Thursday, February 27, 2014

Avoiding Verilog's Non-determinism, Part 2

At the end of my last post I promised I would have another non-determinism (AKA, race condition) example from recent real-life experience. Here it comes.

Before I show you any code I want to explain how this race condition was introduced. We had a signal in an interface that needed to be widened. We had a function in some simulation-only code that looked at part of that signal and didn't care about the new bits that were added. The engineer who widened the signal decided not to change the function and instead added a new variable and assigned (using the assign keyword) the bits of interest from the newly widened signal to this new variable. He then passed this new variable to the original function in place of the original newly-widened one. Seems reasonable, right? Well, after he made that change some tests started failing and after some digging it began to look like a race condition, but it wasn't obvious where the race was coming from. The problem was that assign statement, because assign creates yet another process.
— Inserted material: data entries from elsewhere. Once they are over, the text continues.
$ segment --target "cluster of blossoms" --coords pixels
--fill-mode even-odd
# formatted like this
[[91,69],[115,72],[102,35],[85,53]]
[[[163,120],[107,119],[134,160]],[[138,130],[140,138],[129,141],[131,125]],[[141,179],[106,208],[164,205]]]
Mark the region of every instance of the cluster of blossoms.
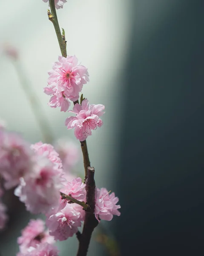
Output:
[[[79,107],[77,105],[76,110]],[[85,111],[94,109],[88,103],[81,108],[90,109]],[[98,108],[98,113],[102,109]],[[0,175],[4,180],[4,188],[8,189],[17,186],[14,194],[27,209],[32,213],[44,213],[46,218],[48,231],[44,231],[44,224],[38,220],[31,221],[23,231],[18,240],[17,256],[38,255],[38,251],[39,255],[43,252],[42,255],[57,256],[57,251],[52,244],[53,240],[63,241],[73,236],[85,217],[82,206],[68,203],[60,193],[86,201],[85,184],[80,177],[66,179],[59,154],[50,144],[39,142],[30,145],[19,135],[3,129],[0,130]],[[1,189],[0,196],[2,194]],[[97,189],[95,213],[98,221],[110,220],[113,215],[120,215],[118,201],[113,193],[109,195],[105,189]],[[7,218],[5,210],[0,202],[0,228],[4,227]],[[46,254],[45,251],[53,252]]]
[[17,239],[20,252],[17,256],[30,255],[31,252],[34,255],[34,252],[39,250],[42,244],[46,250],[53,250],[54,247],[52,245],[55,242],[54,238],[49,234],[48,230],[45,229],[45,223],[42,220],[31,220],[27,227],[22,230],[21,236]]
[[[48,2],[48,0],[43,0],[45,3]],[[65,3],[66,3],[66,0],[55,0],[55,4],[56,9],[63,8],[63,5]]]
[[69,100],[75,102],[79,99],[83,85],[89,81],[89,73],[86,67],[78,64],[75,56],[59,56],[58,61],[48,72],[49,86],[44,91],[52,95],[49,105],[60,107],[61,111],[66,112],[71,105]]
[[[66,2],[55,0],[56,8],[62,8]],[[83,95],[79,103],[80,93],[89,81],[87,69],[79,64],[75,56],[60,56],[48,74],[48,86],[44,88],[51,96],[48,105],[66,112],[70,101],[74,102],[72,110],[68,112],[75,116],[68,117],[65,125],[68,129],[74,128],[76,138],[84,141],[92,131],[102,125],[100,117],[105,109],[101,104],[89,105]],[[31,220],[17,239],[17,256],[58,256],[55,241],[65,240],[77,233],[85,218],[81,205],[86,205],[88,211],[92,204],[85,204],[90,197],[86,200],[86,185],[71,173],[78,160],[78,149],[63,140],[56,144],[56,151],[50,144],[41,142],[30,145],[19,135],[6,131],[5,127],[0,120],[0,177],[3,180],[4,189],[15,188],[14,194],[28,211],[44,214],[47,227],[46,230],[40,219]],[[0,201],[3,194],[0,187],[0,229],[5,227],[8,218],[6,207]],[[117,204],[118,198],[114,193],[96,188],[95,199],[94,214],[98,222],[120,215],[121,206]]]

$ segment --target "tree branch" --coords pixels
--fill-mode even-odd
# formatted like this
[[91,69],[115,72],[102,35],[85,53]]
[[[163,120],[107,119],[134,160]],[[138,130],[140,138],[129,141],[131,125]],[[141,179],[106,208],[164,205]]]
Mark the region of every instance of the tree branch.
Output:
[[83,166],[84,166],[84,171],[85,172],[85,180],[86,181],[87,177],[87,168],[89,166],[90,166],[91,163],[89,157],[86,141],[85,140],[83,141],[80,141],[80,143],[81,143],[81,148],[82,151],[82,154],[83,154]]
[[82,206],[84,209],[87,209],[89,207],[88,204],[85,204],[85,202],[81,202],[81,201],[79,201],[78,200],[74,198],[70,195],[67,195],[64,194],[62,192],[60,192],[60,194],[61,195],[61,197],[63,199],[66,199],[67,201],[71,201],[72,203],[75,203],[75,204],[79,204],[79,205]]
[[55,0],[49,0],[49,6],[51,12],[49,10],[47,11],[47,14],[49,20],[52,22],[55,29],[55,30],[57,37],[57,38],[58,42],[60,46],[61,53],[63,57],[66,58],[67,56],[66,43],[63,40],[63,36],[61,34],[60,26],[57,20],[57,16],[56,12],[55,6]]
[[89,207],[85,210],[85,218],[83,231],[80,236],[77,256],[86,256],[92,233],[98,224],[98,222],[94,215],[96,188],[94,173],[95,170],[93,167],[88,167],[87,178],[86,181],[86,203]]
The original newly widened signal was given a value in one process and the assigned variable got updated in a separate process. There was now a race between those two values (the newly-widened one and the assigned one) to get to the third process that consumed them (the process that includes the previously mentioned function).

Got all that? Here's the boiled-down code that illustrates what was going on:

module top;
   reg [3:0] foo;
   wire foo_0;
   reg ready;
   
   assign foo_0 = foo[0];

   initial begin
      #10;
      foo = 'h0;
      ready = 0;
      #10;
      foo = 'hf;
      ready = 1;
      #10;
      foo = 'h0;
      ready = 0;
   end

   initial begin
      forever begin
         @(ready);
         $display("foo[0]: 'b%0b", foo[0]);
         $display("foo_0:  'b%0b", foo_0);
         $display("------------");
      end
   end
endmodule

And of course, an EDA Playground version that you can play with. See the differences with different simulators? It was interesting that GPL Cver and Veriwell give the same results as the simulator I use at work (Cadence): the value of foo_0 is always a step behind the value of foo[0]. Also interesting that if I change the wire to a reg Cadence changes and gives the same results as Modelsim and Icarus (plain verilog won't allow that to be a reg, that's why I made it a wire for EDA Playground), which was not the behavior I was getting in the larger production testbench code (foo_0 was a step behind there). Non-determinism in the flesh.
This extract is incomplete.